There are also a number of optional fields that can be specified if necessary.

output

The output topic that any return values will be sent to. If this isn't set manually, the output topic has a default value of {input topic}-{function name}-output

"output": "persistent://public/default/output"

logTopic

This is the topic where logs for this Pulsar function are sent.

"logTopic": "persistent://public/default/log_topic"

fqfn

This is the fully qualified function name (tenant/namespace/function_name). If not explicitly set, it will be inferred from the input topics and class name.

"fqfn": "public/default/example_function"

Example configuration

    body = {
        "fqfn": "public/default/example_function",
        "py": "/pulsar/functions/example_function.py",
        "className": "example_function.Example",
        "inputs": ["persistent://public/default/input1"],
        "output": "persistent://public/default/output",
        "logTopic": "persistent://public/default/log_topic",
    }

Developing Pulsar Functions:

Each Pulsar function needs to inherit from pulsar.Function. This gives us access to a context object that lets us have more functionality. Each function will need a process method.

Function.process(self, input, context)

input will be the message in bytes. context will provide a number of useful functions. (https://pulsar.apache.org/docs/en/functions-develop/#context)

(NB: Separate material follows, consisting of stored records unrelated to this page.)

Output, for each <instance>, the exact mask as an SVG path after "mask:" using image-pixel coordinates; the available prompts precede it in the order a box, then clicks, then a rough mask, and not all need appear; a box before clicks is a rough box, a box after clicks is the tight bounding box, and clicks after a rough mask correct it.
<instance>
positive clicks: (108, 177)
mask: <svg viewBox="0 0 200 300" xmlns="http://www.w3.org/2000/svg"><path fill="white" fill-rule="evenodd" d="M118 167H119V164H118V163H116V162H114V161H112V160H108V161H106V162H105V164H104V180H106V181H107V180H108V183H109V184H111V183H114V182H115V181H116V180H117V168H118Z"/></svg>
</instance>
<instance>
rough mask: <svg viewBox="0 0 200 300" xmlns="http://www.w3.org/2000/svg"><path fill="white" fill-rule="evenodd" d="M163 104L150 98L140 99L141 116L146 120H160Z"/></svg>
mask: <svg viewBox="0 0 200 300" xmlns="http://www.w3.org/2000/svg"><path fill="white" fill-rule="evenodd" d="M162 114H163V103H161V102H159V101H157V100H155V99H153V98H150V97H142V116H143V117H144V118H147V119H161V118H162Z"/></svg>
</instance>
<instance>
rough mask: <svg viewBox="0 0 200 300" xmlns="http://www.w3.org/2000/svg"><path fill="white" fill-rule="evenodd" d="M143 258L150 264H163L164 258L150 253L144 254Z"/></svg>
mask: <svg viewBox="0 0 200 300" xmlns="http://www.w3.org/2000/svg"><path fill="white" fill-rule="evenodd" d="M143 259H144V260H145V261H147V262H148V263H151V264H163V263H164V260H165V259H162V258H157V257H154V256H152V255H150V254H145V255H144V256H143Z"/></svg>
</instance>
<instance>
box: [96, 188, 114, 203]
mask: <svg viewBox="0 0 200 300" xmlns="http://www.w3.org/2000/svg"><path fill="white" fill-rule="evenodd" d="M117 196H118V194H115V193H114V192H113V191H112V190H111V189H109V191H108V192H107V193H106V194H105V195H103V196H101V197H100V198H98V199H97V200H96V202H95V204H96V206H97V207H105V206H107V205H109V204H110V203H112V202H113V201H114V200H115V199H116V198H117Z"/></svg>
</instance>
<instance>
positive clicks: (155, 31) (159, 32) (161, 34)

This process method will be called for each message that comes in on the list of input topics. Any return values from this method will be sent to the output topic. Logs can be sent by using the get_logger method to get a logger object and calling the corresponding method (info, debug, warn, error, critical) on it. The messages created by these log methods are sent to the log topic, where any consumers to that topic can display it.

Note

The state storage functions (put_state, get_state, incr_counter, get_counter, del_counter) aren't available because the state service is disabled. Use Redis instead.

Note

If using regex input topics for Pulsar functions, it is possible for the initial messages to not be captured. When a new topic that matches the regex is created by a producer, the Pulsar function has to then create a subscription to that topic which may take up to a minute. In that timespan, any messages on that topic will be missed and not processed by the Pulsar function. Link to Pulsar issue

Testing Pulsar Functions:

Unit testing the Pulsar functions can be done by running a custom docker-compose file.

docker compose -f docker-compose-tests.yml up

This will run any tests in the pulsar/tests directory.

Websockets

Pulsar provides a websocket server for clients that do not have a Pulsar library. Clients can connect to this websocket server to receive and send messages on Pulsar topics. Note that the idle timeout for the websocket is 5 minutes. If expected to be idle for more than 5 minutes, the client should expect to reconnect when the websocket closes or send periodic messages to keep the websocket open.